500 kg of ore contained a certain
amount of iron. After the first blast furnace
process, 200 kg of slag containing 12.5% of
iron was removed. The percentage of iron
in the remaining ore was found to be 20%
more than the percentage in the original
ore.

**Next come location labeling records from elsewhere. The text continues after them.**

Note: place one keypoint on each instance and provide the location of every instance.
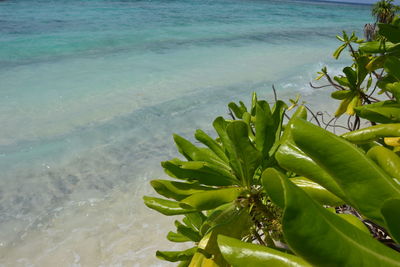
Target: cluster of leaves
(271, 192)
(384, 11)
(376, 66)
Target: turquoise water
(91, 92)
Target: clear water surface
(91, 92)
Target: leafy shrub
(267, 194)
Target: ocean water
(92, 90)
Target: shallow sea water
(91, 92)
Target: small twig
(231, 114)
(315, 117)
(275, 95)
(259, 239)
(318, 87)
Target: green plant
(294, 194)
(384, 11)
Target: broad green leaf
(338, 51)
(392, 141)
(293, 159)
(175, 256)
(278, 111)
(366, 185)
(237, 224)
(354, 221)
(340, 95)
(323, 238)
(211, 199)
(239, 253)
(377, 47)
(200, 260)
(317, 192)
(177, 237)
(212, 144)
(342, 81)
(265, 135)
(392, 66)
(220, 216)
(382, 112)
(373, 133)
(387, 160)
(244, 156)
(355, 102)
(247, 119)
(253, 103)
(195, 220)
(238, 111)
(376, 63)
(351, 77)
(301, 112)
(177, 190)
(164, 206)
(394, 88)
(344, 104)
(203, 172)
(361, 70)
(391, 212)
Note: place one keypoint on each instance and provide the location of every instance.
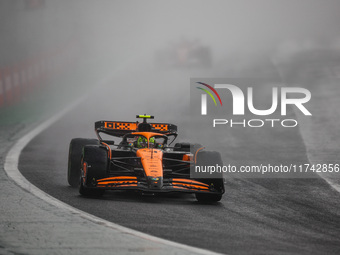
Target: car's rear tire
(211, 158)
(95, 159)
(74, 159)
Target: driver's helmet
(152, 142)
(142, 142)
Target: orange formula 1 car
(142, 161)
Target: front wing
(169, 185)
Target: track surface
(256, 216)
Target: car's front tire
(94, 167)
(74, 159)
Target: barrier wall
(19, 80)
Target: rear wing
(120, 128)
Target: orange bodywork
(151, 161)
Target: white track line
(11, 168)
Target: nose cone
(155, 182)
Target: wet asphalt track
(256, 216)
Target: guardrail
(19, 80)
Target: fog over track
(257, 216)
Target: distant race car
(142, 161)
(184, 54)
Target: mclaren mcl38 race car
(143, 161)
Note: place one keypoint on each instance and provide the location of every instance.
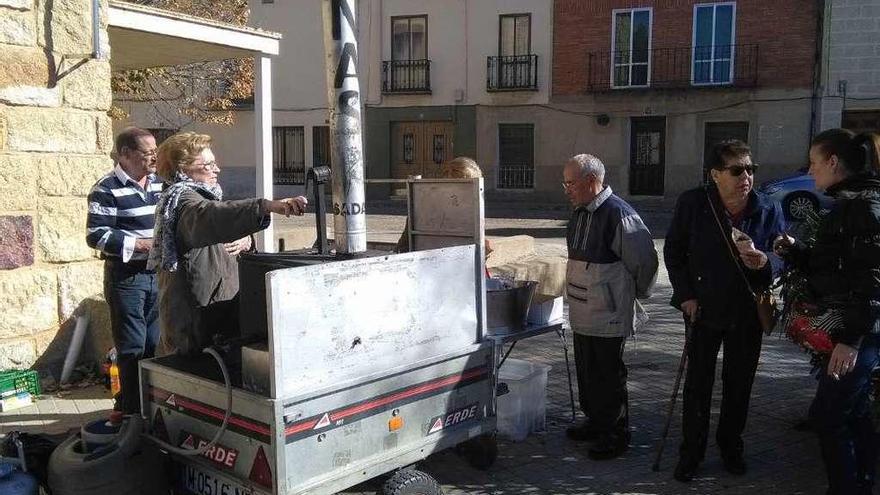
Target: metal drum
(507, 305)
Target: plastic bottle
(114, 373)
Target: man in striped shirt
(120, 225)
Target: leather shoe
(609, 446)
(734, 463)
(685, 470)
(582, 433)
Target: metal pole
(346, 144)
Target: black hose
(201, 450)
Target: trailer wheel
(480, 452)
(411, 482)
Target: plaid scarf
(164, 252)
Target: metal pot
(507, 305)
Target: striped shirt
(120, 212)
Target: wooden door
(438, 147)
(647, 168)
(419, 148)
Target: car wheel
(800, 205)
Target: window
(409, 38)
(321, 146)
(514, 36)
(861, 120)
(630, 48)
(288, 155)
(713, 49)
(516, 156)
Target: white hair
(589, 164)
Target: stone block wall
(55, 139)
(851, 66)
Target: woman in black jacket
(713, 284)
(843, 269)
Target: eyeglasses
(737, 170)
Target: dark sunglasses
(737, 170)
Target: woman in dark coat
(843, 271)
(197, 239)
(713, 281)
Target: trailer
(353, 368)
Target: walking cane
(682, 363)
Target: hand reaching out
(235, 248)
(289, 206)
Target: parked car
(797, 194)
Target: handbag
(765, 300)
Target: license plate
(200, 481)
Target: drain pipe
(97, 51)
(346, 126)
(76, 340)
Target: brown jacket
(199, 299)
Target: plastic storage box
(522, 410)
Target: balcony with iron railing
(406, 76)
(512, 73)
(290, 173)
(680, 67)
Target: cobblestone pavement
(781, 460)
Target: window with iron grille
(630, 48)
(288, 155)
(515, 67)
(321, 146)
(161, 134)
(516, 156)
(713, 48)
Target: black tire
(480, 452)
(796, 204)
(411, 482)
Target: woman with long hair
(843, 273)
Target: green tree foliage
(204, 92)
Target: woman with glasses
(719, 254)
(197, 238)
(843, 273)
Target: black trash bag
(37, 449)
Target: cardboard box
(545, 309)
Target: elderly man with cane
(611, 262)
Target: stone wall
(55, 139)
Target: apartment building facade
(849, 81)
(649, 86)
(431, 74)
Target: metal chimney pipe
(346, 145)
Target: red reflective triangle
(261, 473)
(159, 429)
(188, 443)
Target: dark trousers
(841, 414)
(132, 295)
(601, 375)
(742, 347)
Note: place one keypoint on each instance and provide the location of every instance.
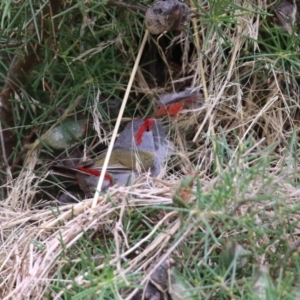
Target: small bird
(140, 147)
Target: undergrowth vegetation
(221, 220)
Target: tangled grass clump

How many kg of iron were there in the
original 500 kg ore? 500 किलोग्राम अयस्क में
लोहे की एक निश्चित मात्रा होती है। पहले ब्लास्ट
फर्नेस प्रक्रिया के बाद 200 किलोग्राम स्लैग जिसमें
12.5% लोहे शामिल हैं को हटा दिया गया.लोहे का
प्रतिशत शेष अयस्क में मूल प्रतिशत से 20%
अधिक है.मूल 500 किलो अयस्क में कितने किलो
लोहा था.
A)54.2B)46.3 C)58.5D)42.4 E)89.2
Answers
Hii Dear,
◆ Answer -
Total iron = 89.29 kg
◆ Explanation -
Let x be the original percent of iron in the ore. Then rotal iron content would be -
Total iron = 500 × x/100
Total iron = 5x
Iron that was removed in the slag is -
Iron removed = 200 × 12.5/100
Iron removed = 25 kg
Now remaining iron would be 5x-25 kg in 300 kg ore. Given that this is 20% more than original iron.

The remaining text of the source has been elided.